I shook my head, feeling the urge to smack it against a tree. I was clearly hallucinating, if I thought one of the weird creatures I’d been seeing all semester had actually spoken to me. Standing up, I walked out of the forest, the frost crunching beneath my sneakers. The sun had fully risen, and I checked the time on my iPod, reading 7:55 am. My mom was going to arrive sometime within the next half an hour, as she always had for the last four years. I sighed, walking back on the field between the school and dormitory, not daring to look back at the forest.

I sat down on the cracked sidewalk outlining the school, kicking pebbles from around my feet. I changed the band to Breaking Benjamin, trying to ignore the cold of winter in my thin hoodie.

I’d been sitting there for three songs, when I’d felt something moving beneath me. Right where I was sitting, there was a sort of vibration, which I pointedly ignored, until I felt an actual push from beneath me. Underneath the sidewalk.

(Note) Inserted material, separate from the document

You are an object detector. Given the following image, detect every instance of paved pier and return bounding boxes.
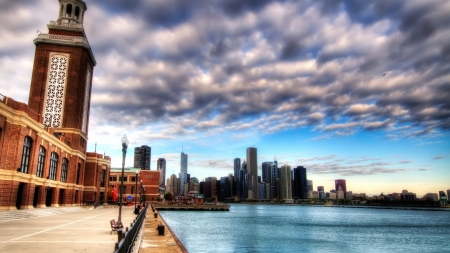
[0,206,136,253]
[138,207,187,253]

Something muttered a curse word, and then a muffled voice shouted at me from beneath the sidewalk, “Hey bud! Get yeur ass off me roof! I got work ta head ta!!”

Without thinking, or just out of curiosity in my obviously crazy state, I stood up from the sidewalk. I looked down, and saw the sidewalk being pushed up, like a manhole cover. The slab of concrete finally got heaved up and onto the grass, revealing an earthen hole leading into the dirt. A scraggly, familiar small shape scrabbled up and out of the hole, rolling onto its feet and wiping dirt off its chef hat and jacket. The school chef turned to me, spitting in the grass near my feet, and shaking his small stubby finger at me, “You shud know better than ta sit on a dwarf’s house!! No breakfast for you!!”

He waddled off in the direction of the school, after shoving the slab of sidewalk back over his hole, fixing his too-large hat. I stared after him, sure I was going insane. I’d always just thought that Chef Liten was a midget, but since when did midgets live in holes under the sidewalk?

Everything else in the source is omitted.